Muokkaa

Jaa


Deploy container instances that use GPU resources

To run certain compute-intensive workloads on Azure Container Instances, deploy your container groups with GPU resources. The container instances in the group can access one or more NVIDIA Tesla GPUs while running container workloads such as CUDA and deep learning applications.

This article shows how to add GPU resources when you deploy a container group by using a YAML file or Resource Manager template. You can also specify GPU resources when you deploy a container instance using the Azure portal.

Important

K80 and P100 GPU SKUs are retiring by August 31st, 2023. This is due to the retirement of the underlying VMs used: NC Series and NCv2 Series Although V100 SKUs will be available, it is receommended to use Azure Kubernetes Service instead. GPU resources are not fully supported and should not be used for production workloads. Use the following resources to migrate to AKS today: How to Migrate to AKS.

Important

This feature is currently in preview, and some limitations apply. Previews are made available to you on the condition that you agree to the supplemental terms of use. Some aspects of this feature may change prior to general availability (GA).

Prerequisites

Note

Due to some current limitations, not all limit increase requests are guaranteed to be approved.
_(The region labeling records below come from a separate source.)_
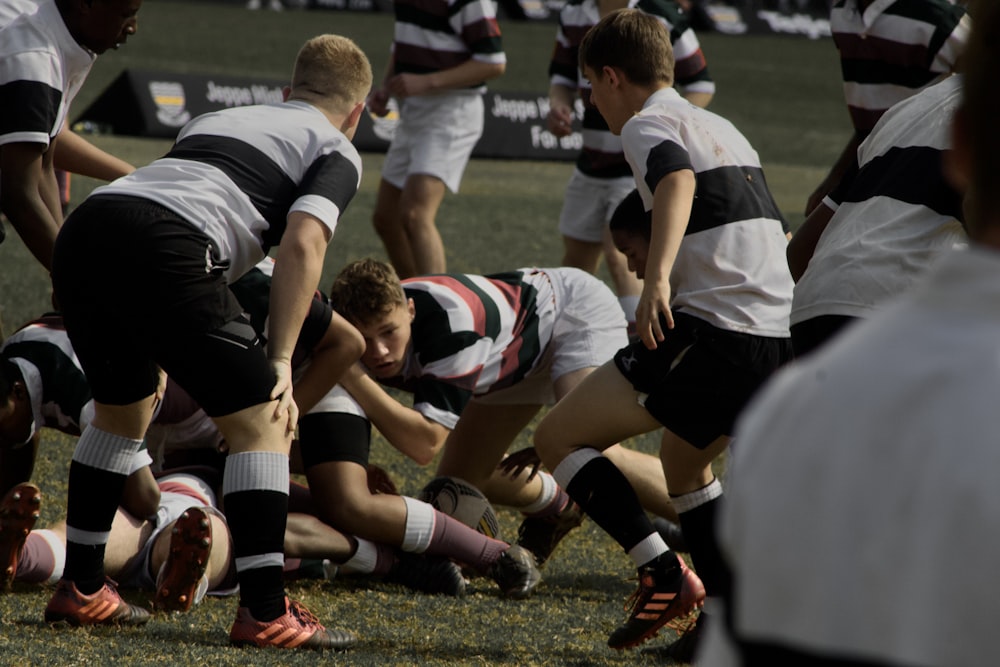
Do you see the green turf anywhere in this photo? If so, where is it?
[0,0,849,666]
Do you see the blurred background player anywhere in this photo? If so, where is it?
[0,0,142,269]
[699,2,1000,667]
[788,74,967,356]
[330,259,673,584]
[806,0,971,216]
[368,0,507,278]
[547,0,715,332]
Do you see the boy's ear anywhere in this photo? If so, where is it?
[347,102,365,128]
[10,380,28,401]
[601,65,624,88]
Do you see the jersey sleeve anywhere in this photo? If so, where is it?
[622,115,694,203]
[289,152,361,240]
[549,10,584,90]
[0,51,63,146]
[413,375,472,429]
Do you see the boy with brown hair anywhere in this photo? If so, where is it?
[326,259,674,580]
[45,35,372,648]
[535,9,792,661]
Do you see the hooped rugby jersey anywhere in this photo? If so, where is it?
[549,0,715,178]
[91,101,361,283]
[622,88,792,338]
[0,315,94,446]
[380,269,556,428]
[830,0,972,135]
[0,0,97,146]
[392,0,507,91]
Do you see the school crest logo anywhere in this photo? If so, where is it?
[149,81,191,127]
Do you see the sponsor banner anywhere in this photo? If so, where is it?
[73,70,583,160]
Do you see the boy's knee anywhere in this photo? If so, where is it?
[534,419,566,470]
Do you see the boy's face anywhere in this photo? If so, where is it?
[583,66,631,135]
[76,0,142,54]
[355,299,415,378]
[611,229,649,280]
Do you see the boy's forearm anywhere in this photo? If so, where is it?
[267,213,329,362]
[646,169,695,281]
[341,367,449,465]
[293,313,365,414]
[427,58,507,92]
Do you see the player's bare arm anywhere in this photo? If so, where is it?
[635,169,695,350]
[341,364,451,466]
[267,211,332,432]
[0,143,62,269]
[386,59,507,98]
[785,204,834,282]
[294,313,365,414]
[546,83,576,137]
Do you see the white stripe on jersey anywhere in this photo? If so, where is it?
[621,88,793,337]
[406,275,518,389]
[92,101,361,282]
[396,22,469,53]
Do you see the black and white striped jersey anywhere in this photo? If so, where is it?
[92,101,361,282]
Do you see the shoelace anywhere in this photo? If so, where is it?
[288,600,323,627]
[624,575,652,613]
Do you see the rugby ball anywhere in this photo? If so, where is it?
[419,477,501,540]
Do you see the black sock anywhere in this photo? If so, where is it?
[679,496,730,596]
[566,456,656,552]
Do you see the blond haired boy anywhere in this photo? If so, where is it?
[45,35,372,648]
[535,9,792,661]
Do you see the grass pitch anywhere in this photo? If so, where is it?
[0,0,850,666]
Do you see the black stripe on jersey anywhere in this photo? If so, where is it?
[0,81,62,135]
[229,267,333,368]
[685,167,784,234]
[403,287,479,366]
[3,340,91,426]
[486,271,542,390]
[635,0,690,38]
[165,134,296,239]
[645,140,694,193]
[840,58,940,89]
[451,273,500,340]
[393,2,455,35]
[296,153,360,213]
[844,146,964,221]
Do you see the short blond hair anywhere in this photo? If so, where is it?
[290,35,372,113]
[580,9,674,86]
[330,257,406,326]
[959,0,1000,234]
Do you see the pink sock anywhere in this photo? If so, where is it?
[424,510,510,571]
[14,530,66,584]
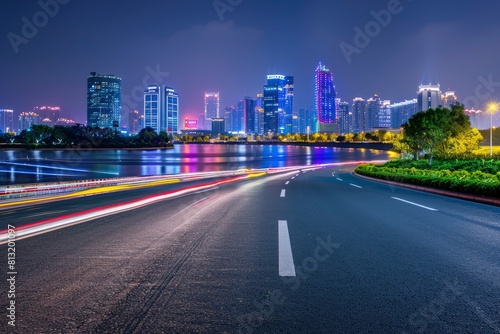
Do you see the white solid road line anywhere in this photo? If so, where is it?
[278,220,295,276]
[391,197,438,211]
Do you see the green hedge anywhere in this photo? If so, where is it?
[356,162,500,197]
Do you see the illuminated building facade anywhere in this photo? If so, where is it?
[417,84,441,111]
[315,63,337,124]
[87,72,122,128]
[0,109,14,133]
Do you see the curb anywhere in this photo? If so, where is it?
[352,172,500,206]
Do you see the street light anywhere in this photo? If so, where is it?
[487,102,498,158]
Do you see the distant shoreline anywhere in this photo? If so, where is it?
[0,142,393,151]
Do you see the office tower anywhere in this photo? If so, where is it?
[352,97,366,133]
[262,74,294,135]
[205,92,220,130]
[128,109,144,134]
[255,94,264,135]
[298,108,318,134]
[441,91,457,108]
[363,94,381,132]
[19,111,42,132]
[417,84,441,111]
[0,109,14,133]
[212,117,226,136]
[184,117,198,130]
[243,97,256,134]
[165,87,179,135]
[390,99,418,129]
[144,85,179,134]
[375,100,392,129]
[235,100,245,133]
[87,72,122,128]
[224,106,235,132]
[280,75,295,134]
[315,63,337,127]
[144,85,163,133]
[33,106,61,124]
[335,99,352,134]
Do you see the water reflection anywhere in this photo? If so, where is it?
[0,144,391,185]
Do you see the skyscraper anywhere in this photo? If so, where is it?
[144,85,179,134]
[243,96,256,134]
[335,99,352,134]
[33,106,61,124]
[87,72,122,128]
[283,75,295,134]
[315,63,337,127]
[205,92,220,130]
[19,111,42,132]
[352,97,366,133]
[0,109,14,133]
[262,74,294,135]
[417,84,441,111]
[165,87,179,134]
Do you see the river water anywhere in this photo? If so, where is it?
[0,144,393,185]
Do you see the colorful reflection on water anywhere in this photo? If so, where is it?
[0,144,391,185]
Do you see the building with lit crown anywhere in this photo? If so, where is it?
[315,63,337,127]
[0,109,15,133]
[87,72,122,128]
[417,84,441,111]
  • If you would like to use this sku for your production container deployments, create an Azure Support request to increase the limit.

Preview limitations

In preview, the following limitations apply when using GPU resources in container groups.

Region availability

Regions OS Available GPU SKUs
East US, West Europe, West US 2, Southeast Asia, Central India Linux V100

Support will be added for additional regions over time.

Supported OS types: Linux only

Additional limitations: GPU resources can't be used when deploying a container group into a virtual network.

About GPU resources

Count and SKU

To use GPUs in a container instance, specify a GPU resource with the following information:

  • Count - The number of GPUs: 1, 2, or 4.
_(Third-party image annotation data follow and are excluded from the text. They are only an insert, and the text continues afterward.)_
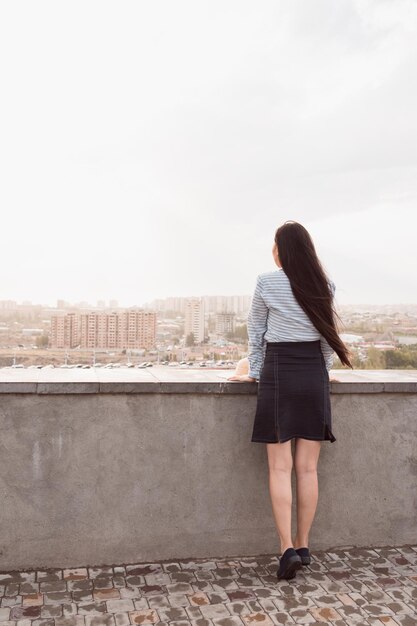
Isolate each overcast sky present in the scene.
[0,0,417,306]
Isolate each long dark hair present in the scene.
[274,220,353,369]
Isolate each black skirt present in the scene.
[251,339,336,443]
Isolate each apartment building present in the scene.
[215,312,236,337]
[184,298,205,343]
[50,309,156,349]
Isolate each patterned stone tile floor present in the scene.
[0,545,417,626]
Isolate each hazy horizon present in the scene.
[0,0,417,306]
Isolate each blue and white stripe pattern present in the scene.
[248,267,336,380]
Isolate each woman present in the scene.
[229,220,352,579]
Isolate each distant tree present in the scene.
[384,346,417,369]
[364,346,386,370]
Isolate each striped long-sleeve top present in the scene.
[248,267,336,380]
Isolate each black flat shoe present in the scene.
[295,548,311,565]
[277,548,302,579]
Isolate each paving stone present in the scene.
[93,587,120,600]
[0,546,417,626]
[84,613,116,626]
[106,599,135,613]
[212,615,244,626]
[184,606,201,619]
[129,609,159,624]
[200,604,230,620]
[41,604,62,619]
[241,611,274,626]
[55,615,85,626]
[1,596,22,608]
[62,567,88,580]
[78,601,107,615]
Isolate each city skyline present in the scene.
[0,0,417,306]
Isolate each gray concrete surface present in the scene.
[0,368,417,571]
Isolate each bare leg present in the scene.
[294,437,321,548]
[266,440,293,553]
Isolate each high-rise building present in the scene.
[50,313,80,348]
[215,313,235,337]
[184,298,205,343]
[50,309,156,349]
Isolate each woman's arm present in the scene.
[320,280,336,371]
[247,275,268,379]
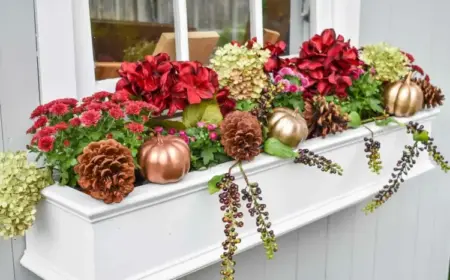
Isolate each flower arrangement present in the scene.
[19,29,450,280]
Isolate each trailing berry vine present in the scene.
[364,122,450,213]
[239,165,278,259]
[294,149,344,176]
[217,170,244,280]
  • SKU - The GPU SKU: V100. Each SKU maps to the NVIDIA Tesla GPU in one the following Azure GPU-enabled VM families:

    SKU VM family
    V100 NCv3

Maximum resources per SKU

OS GPU SKU GPU count Max CPU Max Memory (GB) Storage (GB)
Linux V100 1 6 112 50
Linux V100 2 12 224 50
Linux V100 4 24 448 50

When deploying GPU resources, set CPU and memory resources appropriate for the workload, up to the maximum values shown in the preceding table. These values are currently larger than the CPU and memory resources available in container groups without GPU resources.

Important

Default subscription limits (quotas) for GPU resources differ by SKU. The default CPU limits for V100 SKUs are initially set to 0. To request an increase in an available region, please submit an Azure support request.

Things to know

  • Deployment time - Creation of a container group containing GPU resources takes up to 8-10 minutes. This is due to the additional time to provision and configure a GPU VM in Azure.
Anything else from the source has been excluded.